Strategie di vendita che non contrastano con quello che questi colori rappresentano. «La maglia – sottolinea Baldini – dà il senso d’appartenenza, poi oggi (ieri, ndr) è l’85esimo compleanno quindi è ancora più particolare. Con questa nuova maglia si torna al punto di colore che è tradizione della Roma». In panchina con Liedholm, vice del Barone nella cavalcata scudetto, l’ex portiere Luciano Tessari un po’ si commuove. Cos’è la maglia?, gli domanda Ghini. «La maglia numero 1 è la più difficile da tenere addosso. È la prima pelle, non la seconda, perché è la maglia che fa il calciatore e non il contrario». C’è chi la maglia l’ha persa.

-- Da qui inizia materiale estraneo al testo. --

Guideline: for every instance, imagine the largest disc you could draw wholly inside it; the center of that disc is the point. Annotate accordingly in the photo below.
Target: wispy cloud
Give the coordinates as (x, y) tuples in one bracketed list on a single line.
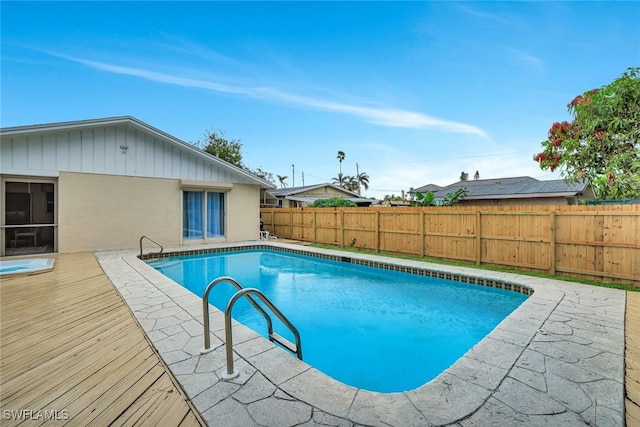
[(527, 59), (490, 17), (382, 116)]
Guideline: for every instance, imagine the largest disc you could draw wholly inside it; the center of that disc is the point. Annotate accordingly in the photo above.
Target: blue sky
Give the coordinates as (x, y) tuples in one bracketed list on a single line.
[(413, 92)]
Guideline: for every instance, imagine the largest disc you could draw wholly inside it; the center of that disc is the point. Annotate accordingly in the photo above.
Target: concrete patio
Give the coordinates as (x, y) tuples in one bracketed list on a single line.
[(557, 360)]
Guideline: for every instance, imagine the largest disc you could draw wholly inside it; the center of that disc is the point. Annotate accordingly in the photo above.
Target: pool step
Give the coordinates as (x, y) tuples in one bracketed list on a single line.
[(283, 342)]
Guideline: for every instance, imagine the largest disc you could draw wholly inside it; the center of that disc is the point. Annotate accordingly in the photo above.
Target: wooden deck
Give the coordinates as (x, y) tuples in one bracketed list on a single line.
[(632, 359), (72, 351)]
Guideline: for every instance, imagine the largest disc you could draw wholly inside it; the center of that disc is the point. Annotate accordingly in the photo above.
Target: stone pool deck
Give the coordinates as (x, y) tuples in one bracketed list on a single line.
[(557, 360)]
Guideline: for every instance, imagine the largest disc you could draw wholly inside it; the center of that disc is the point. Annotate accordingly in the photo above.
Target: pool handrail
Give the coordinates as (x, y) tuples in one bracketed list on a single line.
[(247, 292), (151, 240), (205, 310)]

Sebino Nela lo ricorda con sincero dispiacere: «Purtroppo io ho giocato in un periodo meraviglioso in cui le maglie erano bellissime, maglie storiche, le ho regalate e me ne sono pentito amaramente. Perché la maglia è importante, ho dovuto sudare per riavere quella dello scudetto. L’avevo regalata a una ragazza ma l’ho riportata a casa. Volevo darle quella blu di Montecarlo, unica occasione in cui la Roma ha giocato in blu, ma non l’ha voluta».
C’è chi la maglia continua ad amarla pure ora che ha appeso gli scarpini al chiodo. Come Vincent Candela. «Questa maglia mi ha dato tanto come calciatore e come uomo. Me la ricordo molto più larga nel 96/97, poi più stretta l’anno dello scudetto. Rappresenta tutto per la squadra e per la Roma». Nella testa di Marco Delvecchio, invece, non c’è una sola maglia. C’è la Maglia. «Sono legato in maniera particolare a quella dello scudetto, ma mi sono piaciute un po’ tutte quante. Anche i tifosi sapevano quanto fossi affezionato alla maglia, tant’è che l’unica volta che l’ho lanciata in curva me l’hanno tirata indietro (ride, ndr)…». Per Brunoconti, la Roma è stato un regalo. Al papà. «La prima emozione è stata nel 73-74 quando so di aver fatto felice mio padre che era tifoso romanista. Poi di maglie ne abbiamo viste tantissime, anche meno belle». Meno belle, magari come quella della Pouchain. Fa niente, la maglia è la Roma. Non è materia tessile, è l’anima che si cela tra le fibre. «È come il primo inno, gialla come il sole, rossa come il cuore mio. Rappresenta tutto». Rappresenta il cuore. L’amore. La Roma.